Il but le reste de son vin et leva sans un mot le verre dans ma direction, pour me demander si j’en voulais encore.
— Mais je n’en suis pas une, répliquai-je. Alors, pourquoi est-ce que ça me fait froid dans le dos ?
— C’est parce que tu n’es pas habituée à la viande fraîche.
— Je n’en ai jamais mangé. On dit que ça… aiguise les instincts.
Charles leva de nouveau son verre sous mon nez. Je me demandai s’il voulait me soûler. Ce ne serait pas très sportif, d’avoir sous lui une femme à moitié dans les vapes. Cela satisferait-il ses instincts, ou préférait-il avoir la totalité, le corps et l’esprit d’un seul bloc ?
— Non, merci, refusai-je. Ça ressemble trop à du sang.
— Mais du sang veineux, fit-il en posant son verre. J’en ai assez bu, moi aussi. Je n’ai pas l’habitude.
— Je crois que c’est l’heure d’aller au dodo, suggérai-je.
Il regardait obstinément le bout de ses pieds.

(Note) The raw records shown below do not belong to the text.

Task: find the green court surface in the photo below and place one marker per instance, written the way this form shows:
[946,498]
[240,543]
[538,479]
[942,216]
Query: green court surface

Me concentrant sur son sourire, je nous imaginai tous les deux sans habits, sans couvertures, dans une chambre à coucher à la température du sang, et je sentis monter en moi une chaleur qui n’était pas entièrement due au vin. J’avais envie de l’encourager, mais il y avait toujours ce je-ne-sais-quoi qui me retenait.
S’il laissait passer le moment, il allait me perdre, et je n’aurais plus à décider si j’acceptais ou non. J’aurais été curieuse de savoir combien de femmes avaient jeté leur dévolu sur Charles et combien de fois – éventuellement – il avait accepté. Ne serait-ce pas véritablement affreux si nous étions tous les deux inexpérimentés ?
— Il y a beaucoup à faire demain, dit-il en détournant les yeux. Je suis heureux que tu aies décidé de venir avec moi. Ça me redonne du poil de la bête.
— Comment ça ?
— Je ne voudrais pas précipiter les choses, souffla-t-il d’une voix que j’entendis à peine.
— Précipiter quoi ?
Il remplit son verre de vin puis fronça les sourcils et tira la langue.
— Je ne sais pas pourquoi j’ai fait ça. Je n’en voulais plus. Je trouve que tu es très tolérante.
Il se mit alors à parler avec volubilité, en accompagnant ses mots de gestes vifs de la main, comme dans un débat public.
— Je suis timide et maladroit et je ne sais pas ce qu’il faut faire ni s’il faut faire quelque chose tout court. Ce dont j’ai le plus envie en ce moment, c’est juste de rester là à parler avec toi, afin de découvrir la raison pour laquelle je me sens si attiré. Mais je pense qu’il y a autre chose que je devrais être en train de faire, par exemple essayer de t’embrasser… Naturellement, ça ne me déplairait pas. (Il me regarda dans les yeux, en proie à une détresse infinie.) Et toi ?
J’avais espéré être guidée dans tout ça par quelqu’un qui aurait pu faire mon éducation.
— On peut bavarder, lui dis-je.
Il se pencha alors vers moi, un peu trop précipitamment, et nous nous embrassâmes. Il me mit la main sur l’épaule, me serra contre lui sans m’écraser puis, l’instinct prenant la relève, se montra plus insistant. Je le repoussai gentiment. Puis je me penchai à mon tour en avant pour l’embrasser, afin de lui montrer que je ne le rejetais pas. Son visage s’empourpra et ses yeux devinrent vitreux.
— N’allons pas trop vite, lui dis-je.
Nous passâmes la nuit dans des chambres séparées. À travers la paroi, j’entendais Charles qui faisait les cent pas en parlant tout seul. Je ne pense pas qu’il ait beaucoup dormi. Le plus étonnant est que je passai une excellente nuit.
Au petit matin, après m’être habillée, je descendis à la cuisine et trouvai l’arbeiter principal figé par terre en plein milieu. Je le touchai légèrement.
— Je ne suis plus en état de fonctionnement, me dit-il d’une faible voix mécanique. J’ai besoin d’être réparé ou remplacé.
Puis il s’effondra complètement.
Je préparai du thé en attendant Charles. Il arriva quelques minutes plus tard, en s’efforçant de ne pas avoir l’air fatigué. Je lui réchauffai une tasse de thé.
— Tu as bien dormi ? lui demandai-je.
Il secoua négativement la tête.
— Et toi ?
— J’ai passé une bonne nuit. Désolée que ça t’ait troublé.
— Tu n’es pas une douce de Shinktown. Pas pour moi.
— J’en suis heureuse.
— Mais je ne sais pas ce que tu attends de moi.